This is a guest post I did for The Oregonian. You can see the article on their website at this link.
The U.S. Department of Education requirement that Oregon and Washington use year-to-year changes in annual standardized test scores as the measure of student growth for teacher evaluation represents a serious violation of accepted standards of educational measurement practice. When the federal position was simply that student growth be a significant factor in teacher evaluation, a wide variety of acceptable options were available for states and local districts to be in compliance using high-quality practices. That is no longer true, and as a result, Oregon and Washington teachers and students will be harmed.
To understand the problem here, one must learn a bit about the nature of these standardized accountability tests. They are developed to sample broad domains of knowledge and long lists of achievement standards often spanning multiple grade levels. As a result, it is commonly the case that no single standard is tested with enough depth to support an inference about student mastery of it. Moreover, large numbers of standards or learning targets are not sampled at all. Further, they tend to rely on multiple-choice-test items to reduce scoring costs, thus severely restricting the learning targets that can be covered and leaving out many important ones. Finally, these accountability tests are never evaluated during development to determine in advance if they are even capable of detecting differences in the quality of instruction. So their sensitivity to differences in the quality of teaching is in question, and this should be a deal breaker in the context of teacher evaluation.

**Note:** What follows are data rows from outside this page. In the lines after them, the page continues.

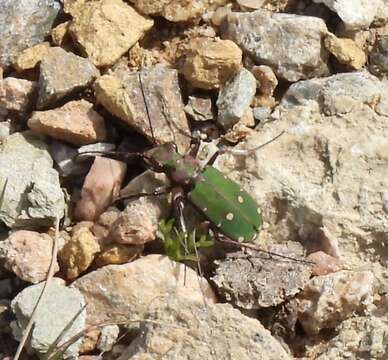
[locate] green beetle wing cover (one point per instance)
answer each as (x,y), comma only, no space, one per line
(225,204)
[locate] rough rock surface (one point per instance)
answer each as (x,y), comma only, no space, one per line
(75,122)
(177,10)
(101,186)
(28,255)
(127,291)
(17,94)
(59,307)
(186,330)
(33,196)
(121,94)
(235,98)
(298,53)
(23,24)
(105,30)
(209,63)
(31,57)
(254,280)
(62,73)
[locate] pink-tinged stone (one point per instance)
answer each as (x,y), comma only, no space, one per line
(101,186)
(76,122)
(28,255)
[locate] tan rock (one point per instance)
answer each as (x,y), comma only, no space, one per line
(60,32)
(346,51)
(79,252)
(115,292)
(118,254)
(177,10)
(76,122)
(17,94)
(106,29)
(101,186)
(28,255)
(209,63)
(31,57)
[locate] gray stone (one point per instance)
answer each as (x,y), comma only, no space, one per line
(60,306)
(62,73)
(235,97)
(194,331)
(378,59)
(290,44)
(33,196)
(121,94)
(254,280)
(23,24)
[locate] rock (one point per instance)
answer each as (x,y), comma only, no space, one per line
(122,96)
(106,29)
(75,122)
(101,186)
(17,94)
(176,10)
(356,338)
(33,195)
(59,307)
(28,255)
(356,14)
(291,59)
(338,124)
(345,51)
(31,57)
(200,108)
(118,254)
(126,291)
(209,63)
(323,263)
(24,23)
(79,252)
(186,330)
(329,299)
(235,97)
(256,280)
(378,60)
(61,74)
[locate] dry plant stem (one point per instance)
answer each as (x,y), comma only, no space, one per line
(50,275)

As a result of all of this, there is a high probability of misalignment between what is tested and the actual teaching responsibilities of any individual teacher. And even if there is alignment at some level, the samples of student performance are so thin as to prevent a confident judgment about students’ mastery of them. Under these circumstances, it is impossible to detect the effect of a teacher on the achievement of students.
But the problems don’t stop here. Next there is the issue of a year-long gap between pre and post testing required in order to track student growth using annual scores. During this span, a wide variety of factors can affect student learning that are clearly beyond the control of the teacher. This list includes the impact of a student’s previous teachers, learning ability, family background and home environment, the nature and abilities of classmates, etc. A strong body of research exists regarding the effects of these variables on student learning. The federal requirements would attribute any changes in student scores to the teacher and afford no opportunity for local educators to sort out the contributions of these confounding factors. Attempts to address this issue often employ “value added analysis” — a treatment of evidence that has been widely discredited in the technical measurement literature.
If Oregon and Washington meekly comply with these federal requirements, chances are that good teachers will be mislabeled as poor, and poor teachers will be misidentified as acceptable. Who suffers on both counts? Students.
Far superior options are available to our teachers and school leaders, and both states should put in place practices that promise access to them. The time has come to challenge the federal guidelines in this regard and demand that the architects of those guidelines defend them.